Troubled Canadian smartphone maker said in August it was exploring options that could include an outright sale. Photograph: Stephen Morrison/EPA
The Chinese personal computer maker Lenovo has signed a non-disclosure deal to examine the books of troubled Canadian smartphone maker BlackBerry, the Wall Street Journal reported.
BlackBerry said in August it was exploring options that could include an outright sale.
An offer from a Chinese company could upset the Canadian government, which vets foreign takeovers to ensure they are in the national interest and do not threaten national security. Industry minister James Moore declined comment.
BlackBerry shares were little changed on the report, which makes Lenovo the latest of several companies taking a close look at the books.
BlackBerry, based in Waterloo, Ontario, virtually invented mobile email with its first email pagers, but it has lost market share to rivals. Its latest results highlighted disappointing sales for a new line of devices the company initially saw as its way to win back a competitive position.
BlackBerry received a tentative $9-a-share offer last month from a consortium led by its largest investor, Prem Watsa's Fairfax Financial, which wants to buy BlackBerry for $4.7bn and take it private. Earlier this month, co-founders Mike Lazaridis and Douglas Fregin said they were also considering a bid.
Others are also looking at the company's books to decide whether to make an offer, industry sources said.
BlackBerry shares have traded well below the $9 Fairfax offer price on doubts that a deal will go ahead. They rose around 0.2% to close at C$8.44 on the Toronto Stock Exchange on Thursday.
Quoting unnamed sources, the Wall Street Journal said Lenovo was looking at a bid for all of BlackBerry, which includes both a faltering hardware business, security-focused service businesses and a string of hard-to value patents.

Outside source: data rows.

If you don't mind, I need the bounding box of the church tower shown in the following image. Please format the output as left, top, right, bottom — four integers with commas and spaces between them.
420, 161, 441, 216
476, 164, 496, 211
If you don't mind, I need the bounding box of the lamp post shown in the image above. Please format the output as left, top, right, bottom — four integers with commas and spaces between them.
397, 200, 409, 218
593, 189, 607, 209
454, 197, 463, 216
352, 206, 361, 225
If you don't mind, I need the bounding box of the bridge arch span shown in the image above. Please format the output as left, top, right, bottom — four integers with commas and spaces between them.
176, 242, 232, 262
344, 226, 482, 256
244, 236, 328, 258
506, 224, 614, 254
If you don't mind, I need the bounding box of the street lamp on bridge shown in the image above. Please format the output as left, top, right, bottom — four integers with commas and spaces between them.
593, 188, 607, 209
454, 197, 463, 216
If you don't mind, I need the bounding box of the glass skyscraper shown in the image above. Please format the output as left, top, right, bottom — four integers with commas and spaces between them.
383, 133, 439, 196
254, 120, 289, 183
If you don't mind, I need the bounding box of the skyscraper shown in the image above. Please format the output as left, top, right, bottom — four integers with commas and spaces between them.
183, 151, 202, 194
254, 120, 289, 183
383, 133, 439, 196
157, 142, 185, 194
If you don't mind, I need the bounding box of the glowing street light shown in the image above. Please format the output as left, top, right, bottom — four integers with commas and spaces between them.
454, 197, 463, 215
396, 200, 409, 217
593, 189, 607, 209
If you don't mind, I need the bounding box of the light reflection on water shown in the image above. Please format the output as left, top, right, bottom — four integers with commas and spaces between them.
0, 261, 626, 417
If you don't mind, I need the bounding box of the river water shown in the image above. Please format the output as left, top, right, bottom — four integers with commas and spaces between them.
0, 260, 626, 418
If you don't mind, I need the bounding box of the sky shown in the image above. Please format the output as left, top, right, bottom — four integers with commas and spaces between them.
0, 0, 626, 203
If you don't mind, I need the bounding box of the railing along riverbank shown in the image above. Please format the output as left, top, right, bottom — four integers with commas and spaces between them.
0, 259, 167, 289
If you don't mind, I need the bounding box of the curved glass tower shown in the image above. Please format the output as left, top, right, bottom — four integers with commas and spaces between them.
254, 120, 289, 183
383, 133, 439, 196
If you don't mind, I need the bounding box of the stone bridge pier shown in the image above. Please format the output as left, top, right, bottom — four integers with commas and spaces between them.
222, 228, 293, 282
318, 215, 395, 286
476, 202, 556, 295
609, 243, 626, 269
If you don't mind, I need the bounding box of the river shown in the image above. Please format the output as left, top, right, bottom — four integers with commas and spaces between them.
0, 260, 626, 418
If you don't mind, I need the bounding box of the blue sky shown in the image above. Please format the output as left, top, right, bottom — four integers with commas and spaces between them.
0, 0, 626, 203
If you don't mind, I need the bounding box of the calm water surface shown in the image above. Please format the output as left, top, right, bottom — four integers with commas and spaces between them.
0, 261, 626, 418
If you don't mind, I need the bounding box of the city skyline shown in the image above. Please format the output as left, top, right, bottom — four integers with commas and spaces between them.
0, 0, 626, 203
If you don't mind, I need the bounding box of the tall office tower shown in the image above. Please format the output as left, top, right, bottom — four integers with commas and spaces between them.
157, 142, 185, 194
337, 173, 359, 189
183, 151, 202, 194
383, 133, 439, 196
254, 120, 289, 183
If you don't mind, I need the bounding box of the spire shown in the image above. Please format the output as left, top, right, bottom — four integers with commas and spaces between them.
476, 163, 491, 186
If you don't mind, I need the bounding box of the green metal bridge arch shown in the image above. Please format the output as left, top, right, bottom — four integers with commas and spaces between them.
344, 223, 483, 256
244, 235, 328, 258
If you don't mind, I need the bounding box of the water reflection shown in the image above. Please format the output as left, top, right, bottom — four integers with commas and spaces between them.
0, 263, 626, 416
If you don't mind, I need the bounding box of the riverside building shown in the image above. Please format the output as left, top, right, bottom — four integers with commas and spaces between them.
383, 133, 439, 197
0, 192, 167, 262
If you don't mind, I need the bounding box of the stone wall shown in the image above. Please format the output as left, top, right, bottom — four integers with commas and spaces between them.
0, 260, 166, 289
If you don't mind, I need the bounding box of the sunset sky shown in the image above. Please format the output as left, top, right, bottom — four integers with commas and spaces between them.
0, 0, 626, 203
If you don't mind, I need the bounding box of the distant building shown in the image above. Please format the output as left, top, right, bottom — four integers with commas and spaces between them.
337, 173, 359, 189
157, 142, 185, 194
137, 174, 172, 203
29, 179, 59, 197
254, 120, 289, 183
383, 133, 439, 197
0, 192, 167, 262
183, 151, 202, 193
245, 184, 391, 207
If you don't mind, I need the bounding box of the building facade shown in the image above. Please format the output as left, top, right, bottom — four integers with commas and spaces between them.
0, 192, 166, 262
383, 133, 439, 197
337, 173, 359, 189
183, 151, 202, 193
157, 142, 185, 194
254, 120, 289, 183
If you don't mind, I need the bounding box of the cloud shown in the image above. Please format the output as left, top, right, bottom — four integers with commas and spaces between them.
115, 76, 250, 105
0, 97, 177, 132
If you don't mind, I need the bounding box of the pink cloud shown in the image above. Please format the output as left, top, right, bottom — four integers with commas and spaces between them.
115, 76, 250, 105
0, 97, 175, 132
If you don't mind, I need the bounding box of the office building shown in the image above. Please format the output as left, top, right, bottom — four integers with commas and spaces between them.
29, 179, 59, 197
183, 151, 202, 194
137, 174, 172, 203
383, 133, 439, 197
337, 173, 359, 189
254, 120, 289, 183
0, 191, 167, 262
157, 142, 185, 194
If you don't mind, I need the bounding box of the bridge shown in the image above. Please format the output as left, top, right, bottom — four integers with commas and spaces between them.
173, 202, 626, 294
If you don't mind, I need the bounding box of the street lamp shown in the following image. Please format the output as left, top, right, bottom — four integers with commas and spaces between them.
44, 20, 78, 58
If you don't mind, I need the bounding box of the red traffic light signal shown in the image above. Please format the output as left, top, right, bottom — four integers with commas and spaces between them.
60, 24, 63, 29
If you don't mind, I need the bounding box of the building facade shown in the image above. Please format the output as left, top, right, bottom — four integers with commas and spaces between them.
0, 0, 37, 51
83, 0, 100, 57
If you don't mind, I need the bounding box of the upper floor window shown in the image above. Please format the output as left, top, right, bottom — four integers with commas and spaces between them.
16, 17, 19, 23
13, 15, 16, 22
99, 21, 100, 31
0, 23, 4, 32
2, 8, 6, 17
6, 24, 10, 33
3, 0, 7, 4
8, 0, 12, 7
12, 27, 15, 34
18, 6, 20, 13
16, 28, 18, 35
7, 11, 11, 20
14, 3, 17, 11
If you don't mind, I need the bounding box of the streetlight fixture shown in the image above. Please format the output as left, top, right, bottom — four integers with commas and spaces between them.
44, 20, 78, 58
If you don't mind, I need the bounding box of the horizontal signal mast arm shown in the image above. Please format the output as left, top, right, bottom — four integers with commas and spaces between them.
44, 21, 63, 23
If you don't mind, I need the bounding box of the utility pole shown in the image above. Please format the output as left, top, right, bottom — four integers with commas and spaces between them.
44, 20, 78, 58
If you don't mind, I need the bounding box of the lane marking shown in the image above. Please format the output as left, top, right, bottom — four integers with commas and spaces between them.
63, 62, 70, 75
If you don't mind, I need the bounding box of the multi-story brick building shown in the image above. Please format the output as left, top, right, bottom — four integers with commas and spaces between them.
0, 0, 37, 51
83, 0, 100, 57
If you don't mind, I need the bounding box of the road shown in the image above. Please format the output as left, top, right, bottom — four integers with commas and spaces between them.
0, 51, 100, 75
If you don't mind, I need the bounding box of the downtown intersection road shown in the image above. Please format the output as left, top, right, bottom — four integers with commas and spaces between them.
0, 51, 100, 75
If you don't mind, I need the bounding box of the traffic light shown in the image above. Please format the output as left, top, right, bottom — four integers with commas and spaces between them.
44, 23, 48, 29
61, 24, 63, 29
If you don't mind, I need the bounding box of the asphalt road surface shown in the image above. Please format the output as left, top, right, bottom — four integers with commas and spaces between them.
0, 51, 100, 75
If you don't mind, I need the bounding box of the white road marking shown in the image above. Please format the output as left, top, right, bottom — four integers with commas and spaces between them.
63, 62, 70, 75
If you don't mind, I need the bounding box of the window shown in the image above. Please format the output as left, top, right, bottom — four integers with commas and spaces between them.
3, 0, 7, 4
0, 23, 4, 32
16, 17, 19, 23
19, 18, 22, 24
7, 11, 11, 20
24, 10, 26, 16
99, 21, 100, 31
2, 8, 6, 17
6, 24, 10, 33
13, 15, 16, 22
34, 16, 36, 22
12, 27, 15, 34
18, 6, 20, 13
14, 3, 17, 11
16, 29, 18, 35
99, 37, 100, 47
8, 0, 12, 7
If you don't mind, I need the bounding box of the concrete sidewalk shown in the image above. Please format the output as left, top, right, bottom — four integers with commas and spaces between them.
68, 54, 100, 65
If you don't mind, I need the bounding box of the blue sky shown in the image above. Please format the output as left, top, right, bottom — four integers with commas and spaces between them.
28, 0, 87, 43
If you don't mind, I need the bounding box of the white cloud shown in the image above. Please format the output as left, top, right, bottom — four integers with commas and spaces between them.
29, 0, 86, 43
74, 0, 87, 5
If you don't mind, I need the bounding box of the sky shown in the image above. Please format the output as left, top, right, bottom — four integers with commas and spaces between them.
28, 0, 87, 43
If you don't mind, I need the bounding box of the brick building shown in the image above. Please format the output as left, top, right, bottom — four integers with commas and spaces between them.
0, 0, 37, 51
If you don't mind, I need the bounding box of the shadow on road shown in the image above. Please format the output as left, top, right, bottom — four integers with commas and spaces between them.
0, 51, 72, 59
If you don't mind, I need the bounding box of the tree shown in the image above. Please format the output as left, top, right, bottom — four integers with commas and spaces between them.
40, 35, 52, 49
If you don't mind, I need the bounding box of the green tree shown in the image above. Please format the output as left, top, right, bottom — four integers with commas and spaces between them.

The company had $2.6bn in cash and equivalents in September, down from $3.1bn three months earlier.
Senior Lenovo executives have on more than one occasion expressed an interest in acquiring BlackBerry, or parts of the company, as it would help boost the Chinese company's own smartphone business.
In an interview at the World Economic Forum earlier this year, Lenovo chief financial officer Wong Wai Ming told Bloomberg the company would consider a bid for BlackBerry.
Lenovo downplayed the comments at the time, saying that Wong was speaking broadly about Lenovo's M&A strategy.
A spokesman for Lenovo declined to comment on the latest report.
BlackBerry said its special committee is conducting a 'robust and thorough review' of alternatives and it does not intend to disclose further developments until it approves a transaction, or otherwise concludes the review.
BlackBerry products have struggled to compete against the Apple iPhone and the numerous devices powered by Google's Android operating system.